What is a slump? Simply put, it’s a market downturn. But the crypto market in 2025 is quite interesting — prices are falling, yet institutional appetite is growing stronger.
Retail investors are selling, institutions are buying
Numbers speak for themselves. In 2025, Bitcoin(BTC) fell by 5.4%, Ethereum(ETH) dropped nearly 12%, and mainstream altcoins declined between 35-60%. It looks grim. But at the same time, the US spot Bitcoin ETF saw approximately $25 billion in net inflows, with assets under management reaching between $114 billion and $120 billion.

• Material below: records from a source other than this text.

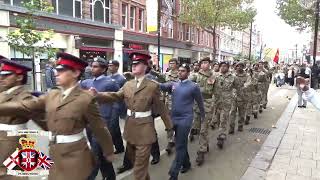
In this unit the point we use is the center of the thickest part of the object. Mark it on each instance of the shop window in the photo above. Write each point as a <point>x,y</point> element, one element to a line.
<point>141,20</point>
<point>100,10</point>
<point>124,15</point>
<point>132,17</point>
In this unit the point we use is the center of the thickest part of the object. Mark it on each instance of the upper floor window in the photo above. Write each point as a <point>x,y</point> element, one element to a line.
<point>124,15</point>
<point>132,17</point>
<point>141,20</point>
<point>101,10</point>
<point>68,7</point>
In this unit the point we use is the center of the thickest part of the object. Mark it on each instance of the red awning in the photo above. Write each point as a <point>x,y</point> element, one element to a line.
<point>85,48</point>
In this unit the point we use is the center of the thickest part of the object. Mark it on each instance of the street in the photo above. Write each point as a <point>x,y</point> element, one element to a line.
<point>227,164</point>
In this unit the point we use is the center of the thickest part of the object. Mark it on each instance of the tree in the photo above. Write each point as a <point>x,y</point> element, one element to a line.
<point>211,14</point>
<point>296,15</point>
<point>26,38</point>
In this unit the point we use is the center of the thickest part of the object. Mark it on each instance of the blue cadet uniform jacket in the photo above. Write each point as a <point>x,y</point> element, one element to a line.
<point>184,93</point>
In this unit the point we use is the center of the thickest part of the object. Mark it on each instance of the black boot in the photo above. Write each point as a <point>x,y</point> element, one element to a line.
<point>170,147</point>
<point>200,158</point>
<point>220,142</point>
<point>247,122</point>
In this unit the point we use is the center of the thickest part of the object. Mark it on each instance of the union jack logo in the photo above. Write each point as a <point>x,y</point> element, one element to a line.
<point>44,161</point>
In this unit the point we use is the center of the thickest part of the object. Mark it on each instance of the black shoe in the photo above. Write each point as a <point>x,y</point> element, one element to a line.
<point>240,128</point>
<point>122,169</point>
<point>185,169</point>
<point>155,161</point>
<point>170,147</point>
<point>119,151</point>
<point>200,158</point>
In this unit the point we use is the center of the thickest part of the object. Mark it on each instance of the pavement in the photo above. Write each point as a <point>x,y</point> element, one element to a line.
<point>232,162</point>
<point>292,151</point>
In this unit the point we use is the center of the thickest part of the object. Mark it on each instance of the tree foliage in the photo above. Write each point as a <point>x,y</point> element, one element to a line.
<point>295,14</point>
<point>211,14</point>
<point>26,38</point>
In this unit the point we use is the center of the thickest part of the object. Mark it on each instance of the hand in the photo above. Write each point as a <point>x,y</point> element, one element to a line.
<point>93,91</point>
<point>170,133</point>
<point>110,157</point>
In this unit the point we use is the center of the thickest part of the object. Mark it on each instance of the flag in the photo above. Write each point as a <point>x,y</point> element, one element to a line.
<point>44,161</point>
<point>12,160</point>
<point>276,57</point>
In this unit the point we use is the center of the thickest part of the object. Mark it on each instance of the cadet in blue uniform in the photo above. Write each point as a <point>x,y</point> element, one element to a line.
<point>184,93</point>
<point>103,84</point>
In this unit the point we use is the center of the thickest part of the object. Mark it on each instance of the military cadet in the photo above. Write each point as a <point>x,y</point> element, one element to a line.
<point>140,96</point>
<point>224,85</point>
<point>68,112</point>
<point>193,75</point>
<point>205,82</point>
<point>111,119</point>
<point>240,100</point>
<point>184,93</point>
<point>13,77</point>
<point>171,76</point>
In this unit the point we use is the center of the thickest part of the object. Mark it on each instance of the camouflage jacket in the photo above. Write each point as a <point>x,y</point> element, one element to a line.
<point>205,82</point>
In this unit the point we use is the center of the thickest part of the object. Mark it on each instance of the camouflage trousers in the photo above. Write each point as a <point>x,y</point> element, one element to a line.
<point>240,107</point>
<point>203,140</point>
<point>224,109</point>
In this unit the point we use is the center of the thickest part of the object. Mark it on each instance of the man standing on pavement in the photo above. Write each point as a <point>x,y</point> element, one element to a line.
<point>140,95</point>
<point>205,82</point>
<point>184,93</point>
<point>13,77</point>
<point>103,84</point>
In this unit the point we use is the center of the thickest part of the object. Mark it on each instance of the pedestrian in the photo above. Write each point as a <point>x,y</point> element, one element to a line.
<point>103,83</point>
<point>13,77</point>
<point>68,111</point>
<point>140,95</point>
<point>184,93</point>
<point>50,75</point>
<point>301,102</point>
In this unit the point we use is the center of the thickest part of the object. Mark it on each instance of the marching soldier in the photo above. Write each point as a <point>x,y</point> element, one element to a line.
<point>171,76</point>
<point>240,100</point>
<point>140,96</point>
<point>109,115</point>
<point>13,77</point>
<point>205,82</point>
<point>68,112</point>
<point>224,86</point>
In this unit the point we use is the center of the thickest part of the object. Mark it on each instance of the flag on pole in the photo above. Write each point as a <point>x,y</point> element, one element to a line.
<point>276,57</point>
<point>12,161</point>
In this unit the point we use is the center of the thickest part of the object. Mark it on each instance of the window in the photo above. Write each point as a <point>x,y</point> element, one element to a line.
<point>68,7</point>
<point>124,15</point>
<point>141,21</point>
<point>100,10</point>
<point>132,17</point>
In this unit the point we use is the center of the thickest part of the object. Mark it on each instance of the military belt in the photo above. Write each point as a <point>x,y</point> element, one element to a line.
<point>12,127</point>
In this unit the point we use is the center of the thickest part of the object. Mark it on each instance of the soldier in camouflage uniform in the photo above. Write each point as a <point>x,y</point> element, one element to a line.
<point>240,102</point>
<point>205,82</point>
<point>224,85</point>
<point>215,122</point>
<point>171,76</point>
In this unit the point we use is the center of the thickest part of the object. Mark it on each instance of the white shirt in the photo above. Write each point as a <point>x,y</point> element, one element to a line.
<point>66,93</point>
<point>139,81</point>
<point>9,91</point>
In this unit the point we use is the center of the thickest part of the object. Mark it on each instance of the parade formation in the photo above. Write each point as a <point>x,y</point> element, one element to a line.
<point>191,99</point>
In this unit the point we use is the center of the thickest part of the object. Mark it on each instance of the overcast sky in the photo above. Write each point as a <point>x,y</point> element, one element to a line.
<point>276,33</point>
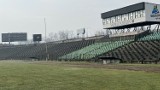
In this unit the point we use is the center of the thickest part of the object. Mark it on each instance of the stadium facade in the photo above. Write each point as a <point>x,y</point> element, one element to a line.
<point>140,45</point>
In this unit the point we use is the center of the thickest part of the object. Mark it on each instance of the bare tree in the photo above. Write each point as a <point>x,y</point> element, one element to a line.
<point>63,35</point>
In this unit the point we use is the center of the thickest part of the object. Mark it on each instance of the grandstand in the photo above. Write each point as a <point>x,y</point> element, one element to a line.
<point>133,40</point>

BlackRock’s IBIT made history — surpassing $50 billion AUM in just 228 days, holding about 780,000-800,000 BTC. Fidelity and Grayscale are close behind. These three institutions now control nearly 89% of the ETF market assets.

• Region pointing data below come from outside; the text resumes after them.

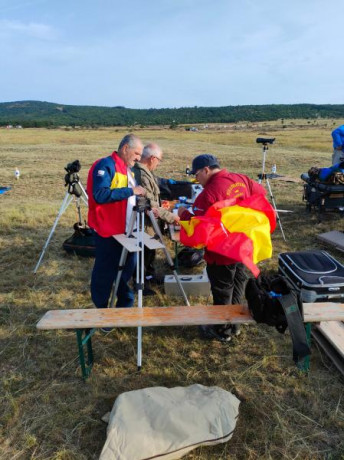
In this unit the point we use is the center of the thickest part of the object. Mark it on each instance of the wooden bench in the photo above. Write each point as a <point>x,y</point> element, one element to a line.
<point>86,321</point>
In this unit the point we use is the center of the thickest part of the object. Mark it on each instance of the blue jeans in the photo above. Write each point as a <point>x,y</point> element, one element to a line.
<point>108,254</point>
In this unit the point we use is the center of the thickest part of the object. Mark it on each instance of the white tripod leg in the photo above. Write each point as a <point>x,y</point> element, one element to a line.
<point>66,202</point>
<point>140,274</point>
<point>275,207</point>
<point>168,257</point>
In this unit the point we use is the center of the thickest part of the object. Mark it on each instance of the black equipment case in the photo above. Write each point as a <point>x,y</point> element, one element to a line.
<point>316,274</point>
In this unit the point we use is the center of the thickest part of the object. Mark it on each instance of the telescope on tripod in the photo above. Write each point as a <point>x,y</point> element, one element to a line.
<point>134,240</point>
<point>265,177</point>
<point>75,192</point>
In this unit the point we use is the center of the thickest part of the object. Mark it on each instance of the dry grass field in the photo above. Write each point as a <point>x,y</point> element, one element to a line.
<point>47,411</point>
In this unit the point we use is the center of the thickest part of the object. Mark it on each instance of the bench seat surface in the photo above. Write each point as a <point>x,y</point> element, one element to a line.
<point>172,316</point>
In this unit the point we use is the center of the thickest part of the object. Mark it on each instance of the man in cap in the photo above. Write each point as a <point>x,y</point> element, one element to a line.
<point>227,277</point>
<point>144,175</point>
<point>111,191</point>
<point>338,145</point>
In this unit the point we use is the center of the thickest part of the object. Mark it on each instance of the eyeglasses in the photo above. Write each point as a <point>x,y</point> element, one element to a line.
<point>159,159</point>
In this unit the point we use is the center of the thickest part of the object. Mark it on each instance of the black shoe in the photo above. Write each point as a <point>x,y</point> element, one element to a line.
<point>211,332</point>
<point>147,292</point>
<point>158,280</point>
<point>235,329</point>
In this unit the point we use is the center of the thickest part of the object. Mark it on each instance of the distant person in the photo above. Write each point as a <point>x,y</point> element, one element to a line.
<point>144,175</point>
<point>227,277</point>
<point>338,145</point>
<point>111,189</point>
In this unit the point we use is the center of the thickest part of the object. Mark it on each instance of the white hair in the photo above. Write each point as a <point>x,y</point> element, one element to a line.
<point>150,150</point>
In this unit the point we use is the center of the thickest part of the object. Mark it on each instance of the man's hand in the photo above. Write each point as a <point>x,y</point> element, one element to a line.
<point>181,209</point>
<point>155,212</point>
<point>138,190</point>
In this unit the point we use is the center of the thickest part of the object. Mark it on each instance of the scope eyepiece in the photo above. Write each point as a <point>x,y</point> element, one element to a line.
<point>73,167</point>
<point>264,140</point>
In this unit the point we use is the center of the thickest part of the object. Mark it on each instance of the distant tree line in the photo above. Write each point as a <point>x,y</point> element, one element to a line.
<point>47,114</point>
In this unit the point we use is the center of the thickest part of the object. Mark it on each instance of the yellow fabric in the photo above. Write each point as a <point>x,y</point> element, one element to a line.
<point>119,181</point>
<point>189,225</point>
<point>254,224</point>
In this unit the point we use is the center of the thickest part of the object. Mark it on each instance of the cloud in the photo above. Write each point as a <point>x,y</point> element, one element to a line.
<point>32,30</point>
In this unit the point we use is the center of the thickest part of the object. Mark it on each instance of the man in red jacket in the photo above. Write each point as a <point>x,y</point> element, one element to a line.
<point>112,189</point>
<point>227,277</point>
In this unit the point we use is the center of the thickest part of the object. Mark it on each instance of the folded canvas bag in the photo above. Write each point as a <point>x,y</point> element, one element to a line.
<point>167,423</point>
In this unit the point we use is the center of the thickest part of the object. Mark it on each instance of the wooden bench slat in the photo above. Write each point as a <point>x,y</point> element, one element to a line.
<point>147,316</point>
<point>172,316</point>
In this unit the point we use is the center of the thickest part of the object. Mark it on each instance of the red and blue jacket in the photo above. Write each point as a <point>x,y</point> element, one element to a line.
<point>108,192</point>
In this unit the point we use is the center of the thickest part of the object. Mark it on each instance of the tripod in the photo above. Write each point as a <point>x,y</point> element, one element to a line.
<point>75,192</point>
<point>265,177</point>
<point>134,240</point>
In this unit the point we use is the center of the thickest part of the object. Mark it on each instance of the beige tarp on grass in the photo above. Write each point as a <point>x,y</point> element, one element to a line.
<point>167,423</point>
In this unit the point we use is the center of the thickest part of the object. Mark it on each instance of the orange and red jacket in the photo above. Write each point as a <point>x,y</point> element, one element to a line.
<point>223,185</point>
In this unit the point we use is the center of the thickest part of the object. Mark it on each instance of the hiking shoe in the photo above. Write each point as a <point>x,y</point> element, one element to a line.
<point>235,329</point>
<point>211,332</point>
<point>106,330</point>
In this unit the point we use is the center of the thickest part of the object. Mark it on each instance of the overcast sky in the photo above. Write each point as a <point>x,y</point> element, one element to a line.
<point>172,53</point>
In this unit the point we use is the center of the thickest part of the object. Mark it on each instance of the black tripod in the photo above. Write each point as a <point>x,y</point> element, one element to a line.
<point>265,177</point>
<point>75,192</point>
<point>134,240</point>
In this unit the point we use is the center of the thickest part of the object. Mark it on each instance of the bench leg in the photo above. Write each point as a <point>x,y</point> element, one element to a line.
<point>304,364</point>
<point>85,363</point>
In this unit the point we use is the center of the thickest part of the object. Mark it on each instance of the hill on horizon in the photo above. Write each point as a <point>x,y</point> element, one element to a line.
<point>49,114</point>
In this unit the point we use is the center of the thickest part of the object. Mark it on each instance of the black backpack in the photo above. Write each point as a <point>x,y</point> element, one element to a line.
<point>82,242</point>
<point>274,301</point>
<point>190,257</point>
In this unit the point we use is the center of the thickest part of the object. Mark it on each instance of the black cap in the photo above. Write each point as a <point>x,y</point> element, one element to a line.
<point>201,161</point>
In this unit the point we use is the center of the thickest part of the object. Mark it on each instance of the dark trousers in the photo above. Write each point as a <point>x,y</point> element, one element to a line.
<point>105,269</point>
<point>227,283</point>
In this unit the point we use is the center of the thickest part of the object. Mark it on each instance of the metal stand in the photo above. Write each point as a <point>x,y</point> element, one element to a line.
<point>69,197</point>
<point>134,240</point>
<point>264,176</point>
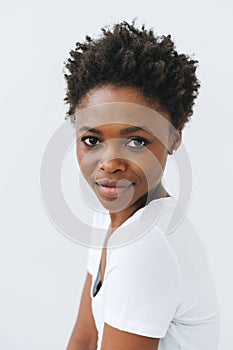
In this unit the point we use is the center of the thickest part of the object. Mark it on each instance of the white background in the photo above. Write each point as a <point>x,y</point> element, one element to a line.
<point>42,272</point>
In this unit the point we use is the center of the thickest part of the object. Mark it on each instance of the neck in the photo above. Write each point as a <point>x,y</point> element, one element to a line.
<point>118,218</point>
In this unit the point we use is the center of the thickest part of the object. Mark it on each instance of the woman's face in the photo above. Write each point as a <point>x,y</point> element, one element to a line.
<point>122,162</point>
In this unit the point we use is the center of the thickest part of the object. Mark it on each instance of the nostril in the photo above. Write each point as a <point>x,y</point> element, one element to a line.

What’s happening simultaneously? Retail investors are collapsing. On-chain data shows small transfers (a sign of retail investors) plummeted 66%, while large transactions over $10 million increased by 59%. Retail investors have offloaded about 247,000 BTC. Google searches for “bitcoin” hit an 11-month low.

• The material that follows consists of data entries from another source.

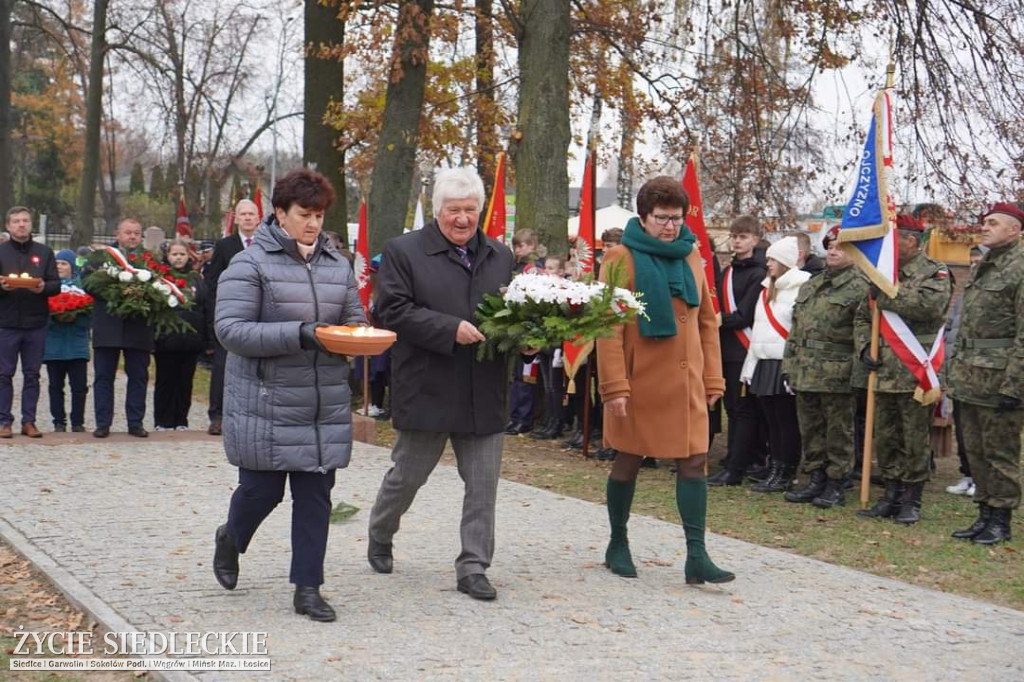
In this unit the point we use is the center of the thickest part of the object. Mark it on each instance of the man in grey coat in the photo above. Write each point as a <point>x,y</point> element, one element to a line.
<point>429,285</point>
<point>287,402</point>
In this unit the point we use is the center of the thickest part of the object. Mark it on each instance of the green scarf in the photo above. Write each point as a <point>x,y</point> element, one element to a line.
<point>662,273</point>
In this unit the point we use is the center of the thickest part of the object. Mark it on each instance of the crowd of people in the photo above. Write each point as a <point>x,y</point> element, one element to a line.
<point>788,355</point>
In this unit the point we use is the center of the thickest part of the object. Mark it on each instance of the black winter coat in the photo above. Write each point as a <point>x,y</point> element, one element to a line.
<point>423,292</point>
<point>22,308</point>
<point>747,276</point>
<point>200,316</point>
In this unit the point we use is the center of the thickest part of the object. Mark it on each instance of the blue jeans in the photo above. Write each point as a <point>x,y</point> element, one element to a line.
<point>29,344</point>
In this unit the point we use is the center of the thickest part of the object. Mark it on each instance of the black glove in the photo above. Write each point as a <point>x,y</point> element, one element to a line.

The conclusion is clear: power is shifting from retail investors to professional asset managers.
Long-term holders are also transferring
A deeper story is unfolding on the chain. From March 2024 to November 2025, long-term holders have released about 1.4 million BTC, worth approximately $121 billion. But this time is different from previous years — prices did not crash due to the sell-off, instead remaining above six figures.
Public companies are also participating in this takeover. Globally, 134 companies hold about 1.686 million BTC. This isn’t short-term speculation but strategic allocation — treating Bitcoin as a formal asset on their balance sheets rather than gambling chips.
Policies and infrastructure are “paving the way”
In early 2025, the Trump administration signed a crypto executive order supporting the creation of a strategic reserve of about 200,000 BTC. The new SEC chair, Paul Atkins, has signaled a more friendly stance. The probability of passing the Market Structure Bill is as high as 77%.
Stablecoin issuers are also expanding their purchases of short-term US Treasuries. Analysts expect these scales could grow tenfold within three years.
Globally, regulation is also catching up. Payment ecosystems are evolving — platforms like MoonCard have launched payment cards directly linked to stablecoin wallets.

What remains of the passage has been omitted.